A Faint Signal Is Heard

When I opened up Processed Product a moment ago I had to wipe off a layer of dust at least an inch thick, but now everything seems to be in working order. The novel has been taking up most of my writing time, but in those moments when I’m stuck or I just want to air ideas and thoughts, I plan to do so here. So I guess what I’m saying is, get ready.

I have never thought of myself as a “fan” of David Cronenberg even though each of his films has stayed with me, more so perhaps than most others. They are nightmarish, but more importantly they’re visceral and gooey in ways that so many other films shy away from. Seeing “The Fly” once is enough to sear Jeff Goldblum’s disgusting transformation into your mind forever. “Be afraid. Be very afraid,” the tagline went. And let’s not even talk about “Dead Ringers.”

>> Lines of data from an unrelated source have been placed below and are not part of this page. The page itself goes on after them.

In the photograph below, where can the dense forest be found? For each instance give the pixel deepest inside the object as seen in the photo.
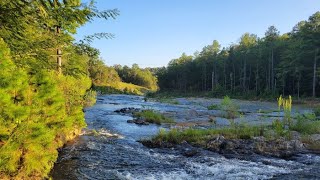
(274, 64)
(44, 81)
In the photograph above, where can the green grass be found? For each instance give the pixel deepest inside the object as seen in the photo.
(121, 88)
(307, 124)
(167, 100)
(317, 111)
(152, 116)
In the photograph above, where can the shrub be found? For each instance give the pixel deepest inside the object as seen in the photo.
(213, 107)
(230, 107)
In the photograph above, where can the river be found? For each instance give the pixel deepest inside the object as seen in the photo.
(114, 153)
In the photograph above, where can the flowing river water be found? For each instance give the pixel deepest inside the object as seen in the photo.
(115, 153)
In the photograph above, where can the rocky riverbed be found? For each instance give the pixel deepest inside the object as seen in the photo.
(110, 148)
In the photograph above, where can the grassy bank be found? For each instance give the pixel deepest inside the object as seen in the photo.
(313, 102)
(152, 116)
(121, 88)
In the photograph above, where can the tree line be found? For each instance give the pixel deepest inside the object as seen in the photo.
(274, 64)
(45, 80)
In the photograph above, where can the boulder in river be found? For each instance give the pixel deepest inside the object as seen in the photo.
(127, 110)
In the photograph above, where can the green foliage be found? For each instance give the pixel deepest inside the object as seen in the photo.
(138, 76)
(90, 98)
(40, 109)
(213, 107)
(198, 136)
(152, 116)
(254, 68)
(317, 111)
(230, 107)
(307, 124)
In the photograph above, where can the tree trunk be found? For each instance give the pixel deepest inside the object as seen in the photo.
(257, 77)
(314, 73)
(59, 54)
(272, 71)
(225, 75)
(212, 81)
(245, 72)
(231, 82)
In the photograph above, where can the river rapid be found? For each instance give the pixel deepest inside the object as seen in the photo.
(113, 152)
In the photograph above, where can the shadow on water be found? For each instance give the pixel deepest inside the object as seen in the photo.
(122, 157)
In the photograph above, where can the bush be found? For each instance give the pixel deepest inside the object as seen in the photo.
(213, 107)
(317, 111)
(306, 124)
(230, 107)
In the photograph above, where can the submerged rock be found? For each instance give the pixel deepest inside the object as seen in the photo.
(127, 110)
(138, 121)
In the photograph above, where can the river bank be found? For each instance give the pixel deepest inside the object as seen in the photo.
(121, 156)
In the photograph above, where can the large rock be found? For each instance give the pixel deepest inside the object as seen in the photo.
(315, 138)
(127, 110)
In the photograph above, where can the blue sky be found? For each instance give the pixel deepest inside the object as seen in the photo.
(152, 32)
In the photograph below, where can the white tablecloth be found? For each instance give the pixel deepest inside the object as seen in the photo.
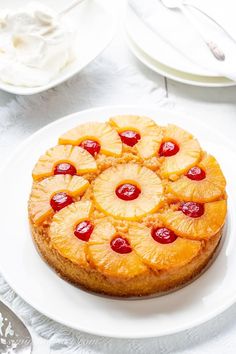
(114, 78)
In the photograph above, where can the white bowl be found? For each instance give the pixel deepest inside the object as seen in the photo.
(90, 42)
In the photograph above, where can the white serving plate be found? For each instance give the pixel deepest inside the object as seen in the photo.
(160, 51)
(90, 42)
(170, 73)
(209, 295)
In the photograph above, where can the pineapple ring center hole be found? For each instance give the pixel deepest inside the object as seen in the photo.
(168, 148)
(120, 244)
(64, 168)
(196, 173)
(128, 190)
(130, 136)
(83, 230)
(91, 144)
(60, 200)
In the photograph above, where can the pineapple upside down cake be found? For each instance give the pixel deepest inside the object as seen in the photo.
(127, 207)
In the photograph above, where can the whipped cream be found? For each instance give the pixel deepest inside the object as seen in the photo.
(35, 45)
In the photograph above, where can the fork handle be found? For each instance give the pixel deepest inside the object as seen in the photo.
(216, 51)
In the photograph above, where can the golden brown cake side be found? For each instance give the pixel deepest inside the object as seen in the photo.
(127, 207)
(146, 284)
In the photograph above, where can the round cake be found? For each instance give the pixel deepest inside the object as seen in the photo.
(127, 207)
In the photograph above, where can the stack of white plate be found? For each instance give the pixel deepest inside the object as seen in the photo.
(164, 59)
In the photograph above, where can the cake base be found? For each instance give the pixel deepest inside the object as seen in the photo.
(146, 284)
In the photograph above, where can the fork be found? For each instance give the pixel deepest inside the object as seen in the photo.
(180, 5)
(14, 336)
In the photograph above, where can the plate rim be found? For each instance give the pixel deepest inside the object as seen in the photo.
(181, 328)
(134, 48)
(29, 91)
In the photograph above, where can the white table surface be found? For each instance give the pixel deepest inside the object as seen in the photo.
(116, 77)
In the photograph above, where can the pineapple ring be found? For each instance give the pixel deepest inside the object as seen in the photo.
(188, 155)
(108, 262)
(162, 256)
(201, 228)
(62, 228)
(103, 133)
(39, 204)
(151, 133)
(148, 200)
(81, 159)
(207, 190)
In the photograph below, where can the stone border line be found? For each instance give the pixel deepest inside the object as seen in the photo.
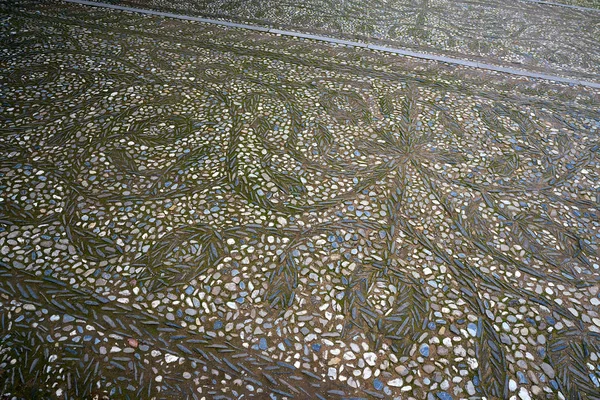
(402, 52)
(574, 7)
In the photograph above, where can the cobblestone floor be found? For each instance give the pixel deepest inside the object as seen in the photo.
(197, 212)
(515, 33)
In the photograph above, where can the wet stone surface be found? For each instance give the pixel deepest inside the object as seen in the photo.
(193, 212)
(513, 33)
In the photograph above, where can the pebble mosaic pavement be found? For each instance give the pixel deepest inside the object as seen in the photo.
(512, 33)
(197, 212)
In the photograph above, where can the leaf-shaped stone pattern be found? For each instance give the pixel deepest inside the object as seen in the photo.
(192, 211)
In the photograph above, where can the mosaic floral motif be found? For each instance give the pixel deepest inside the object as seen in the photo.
(189, 211)
(515, 33)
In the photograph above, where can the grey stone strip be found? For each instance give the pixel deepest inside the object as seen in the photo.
(403, 52)
(551, 3)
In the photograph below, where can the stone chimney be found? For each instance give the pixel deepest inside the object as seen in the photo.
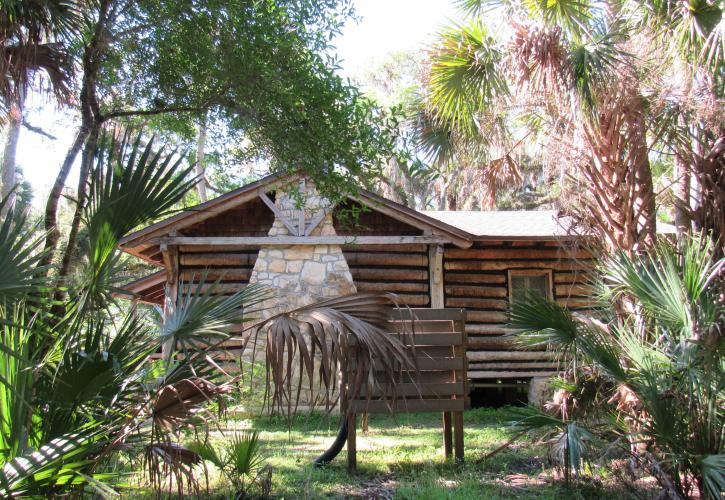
(301, 274)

So it’s with a strange sort of recognition that I find myself writing passages like the one below, which comes from the chapter I’ve been hammering out for the past three months. The end is in sight, but getting the rhythm and the diction just right is increasingly important to me, and for some reason the details my mind conjures are increasingly disturbing:

He flexed his neck and chest, grunting with red-faced strain, and his effort aroused whatever extra sense endowed him with mastery. Its force pulled Neun back, stretching her deformed shape into a wiry, taut length that slid across the empty lot despite her clawing at the concrete, and he had hold of her extended head when he suddenly let go. He reeled, his chest spasmed, and six arms burst forth from his sides, leaving ragged, fleshy rifts in his skin that sputtered blood while he screamed and frantically batted at the unwelcome limbs tearing his wounds open still wider. Stumbling, he fell to his knees, his stamina flagging, and the mess of flailing parts and fluids collapsed into a glutinous, inanimate mound.